На глаза Фреи навернулись слезы.
— Ради бога! Только не плачь! Просто я… мне… — Он не знал, как ее успокоить, и ему не пришло ничего другого в голову, как обнять ее. — Я не хотел, я не это имел в виду, я не хотел, не плачь! — повторял он снова и снова, качая ее, как ребенка.
«Как же помочь ей вспомнить, пока не поздно? — между тем спрашивал он себя. — Ведь известно, куй железо, пока горячо». Если бы он имел на нее такое же влияние, как те глаза, руки и голос!.. Подожди-ка! А что, если попробовать? Фрея рассказывала, что голос был очень ласковым, глаза смотрели неотступно и требовательно…
Лапидиус, продолжая качать Фрею, постарался придать своему голосу подобное звучание:
— Мы с тобой вдвоем в этой пещере, высоко в горах, на Оттернберге, ты и я, я с тобой, ты ничего не боишься, ничего.
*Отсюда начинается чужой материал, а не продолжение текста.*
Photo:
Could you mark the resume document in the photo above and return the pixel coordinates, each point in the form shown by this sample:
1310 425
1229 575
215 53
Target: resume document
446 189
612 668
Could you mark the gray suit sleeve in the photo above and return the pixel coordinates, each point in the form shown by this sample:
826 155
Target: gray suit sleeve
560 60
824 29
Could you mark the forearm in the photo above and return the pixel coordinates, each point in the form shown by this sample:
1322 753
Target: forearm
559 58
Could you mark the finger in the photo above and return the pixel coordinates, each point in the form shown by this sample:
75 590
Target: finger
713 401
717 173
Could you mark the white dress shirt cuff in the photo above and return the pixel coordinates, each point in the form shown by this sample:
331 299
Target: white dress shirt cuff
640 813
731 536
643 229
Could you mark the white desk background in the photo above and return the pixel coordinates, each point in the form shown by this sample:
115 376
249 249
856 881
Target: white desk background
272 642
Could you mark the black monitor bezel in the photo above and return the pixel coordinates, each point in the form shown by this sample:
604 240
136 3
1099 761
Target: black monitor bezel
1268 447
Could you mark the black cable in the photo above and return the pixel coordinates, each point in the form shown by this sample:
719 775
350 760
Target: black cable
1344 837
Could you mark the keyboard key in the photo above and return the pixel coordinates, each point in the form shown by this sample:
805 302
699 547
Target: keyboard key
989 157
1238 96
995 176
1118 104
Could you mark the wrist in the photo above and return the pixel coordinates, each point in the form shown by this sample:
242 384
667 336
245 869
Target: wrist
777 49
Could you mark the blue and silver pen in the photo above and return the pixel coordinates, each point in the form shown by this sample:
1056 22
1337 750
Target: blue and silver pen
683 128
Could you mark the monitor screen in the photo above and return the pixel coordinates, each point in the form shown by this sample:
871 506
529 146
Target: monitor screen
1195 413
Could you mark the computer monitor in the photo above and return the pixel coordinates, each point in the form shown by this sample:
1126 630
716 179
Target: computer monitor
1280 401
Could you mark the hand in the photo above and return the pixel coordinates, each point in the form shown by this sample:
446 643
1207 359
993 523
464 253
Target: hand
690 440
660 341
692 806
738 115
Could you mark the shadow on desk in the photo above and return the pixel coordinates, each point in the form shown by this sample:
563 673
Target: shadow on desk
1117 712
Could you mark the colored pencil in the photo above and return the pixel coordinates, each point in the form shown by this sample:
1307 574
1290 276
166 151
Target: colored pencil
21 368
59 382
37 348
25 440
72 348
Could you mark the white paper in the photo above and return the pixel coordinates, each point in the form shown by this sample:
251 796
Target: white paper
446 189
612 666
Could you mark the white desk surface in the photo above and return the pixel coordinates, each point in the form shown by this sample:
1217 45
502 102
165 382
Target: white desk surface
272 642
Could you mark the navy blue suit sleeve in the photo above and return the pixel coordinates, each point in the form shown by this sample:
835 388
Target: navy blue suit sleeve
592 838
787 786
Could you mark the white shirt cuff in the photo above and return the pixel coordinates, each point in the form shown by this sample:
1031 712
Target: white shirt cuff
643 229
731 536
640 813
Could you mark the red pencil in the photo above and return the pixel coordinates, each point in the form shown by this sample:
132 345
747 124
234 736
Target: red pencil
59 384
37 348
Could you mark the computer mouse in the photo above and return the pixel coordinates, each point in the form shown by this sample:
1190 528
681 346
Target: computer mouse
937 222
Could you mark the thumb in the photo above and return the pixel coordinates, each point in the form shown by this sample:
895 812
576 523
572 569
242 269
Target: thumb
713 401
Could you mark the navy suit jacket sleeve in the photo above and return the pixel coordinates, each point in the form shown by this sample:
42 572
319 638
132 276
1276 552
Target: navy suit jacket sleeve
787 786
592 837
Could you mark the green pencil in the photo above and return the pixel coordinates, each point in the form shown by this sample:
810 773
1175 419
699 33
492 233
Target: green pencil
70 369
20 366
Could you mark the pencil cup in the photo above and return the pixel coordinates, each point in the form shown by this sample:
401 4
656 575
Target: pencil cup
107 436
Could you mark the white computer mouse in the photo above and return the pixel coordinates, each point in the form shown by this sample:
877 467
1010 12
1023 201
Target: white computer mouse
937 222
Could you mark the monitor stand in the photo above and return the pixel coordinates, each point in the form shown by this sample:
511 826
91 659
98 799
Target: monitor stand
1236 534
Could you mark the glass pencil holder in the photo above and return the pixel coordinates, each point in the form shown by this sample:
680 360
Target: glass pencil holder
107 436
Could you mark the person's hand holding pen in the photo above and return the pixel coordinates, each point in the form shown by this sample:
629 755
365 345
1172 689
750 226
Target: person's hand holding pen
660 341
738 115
Мы в пещере, я с тобой, и ты ничего не боишься. Смотри мне в глаза, так, хорошо. Ты и я, мы вместе в пещере, ты ничего не боишься…
Он сам заметил, что невольно повторяет одни и те же фразы. Они успокаивали Фрею. И его тоже. Он продолжал:
— Мы в пещере, Фрея, ты и я, и ты ничего не боишься. Видишь грот? Ты в пещере, в большой зале, и ты ничего не боишься. Ты чувствуешь приятное тепло. Горит огонь, ты лежишь у огня, тебе тепло, и ты ничего не боишься. Я с тобой. Маски дьявола, у них рога, тяжелый подбородок, темные глазницы. Один дьявол снимает маску, он снимает маску. Ты видишь его. Ты видишь его лицо, и тебе не страшно. Я с тобой. Ты видишь лицо дьявола, и тебе не страшно. Как выглядит это лицо?
Казалось, Фрея заснула в его руках. Он на мгновение перестал ее покачивать:
— Как выглядит лицо, Фрея? Ты ведь его видишь?
Фрея приоткрыла глаза:
— А?
— Как выглядит лицо?
— Я… я не знаю.
— Ну ладно, это ничего. Смотри мне в глаза и слушай мой голос.
Он попробовал повторить всю литанию, надеясь разорвать чары, которыми она явно еще была скована, обратным внушением. Но ничего не вышло.
Он качал ее и качал. Было бы слишком просто, подумалось ему, если бы Фрея сейчас описала Тауфлиба. Иди двух других дьяволов. Фетцера. Или Крабиля, Вайта, Мекеля, Нихтерляйна. Или Горма.
Пока Лапидиус перечислял про себя все эти имена, ему пришло в голову, что слишком много у него подозреваемых. Только трое из них могли быть Filii Sutani. При ближайшем рассмотрении, Нихтерляйн в счет не шел; хоть и был он человеком сварливым, но, пожалуй, самым безобидным из всех владельцев безрогих козлов. Мекель — судья и городской советник, а потому всегда находится на виду горожан; если бы он был одним из «сынов дьявола», то давно уже поползли бы сплетни. То же касается и двух других советников, и бургомистра. И все-таки не стоит сбрасывать со счетов, что Мекель может быть каким-то образом причастен к этим убийствам. Все другие, а именно Крабиль, Вайт, Фетцер и Горм оставались крайне подозрительными.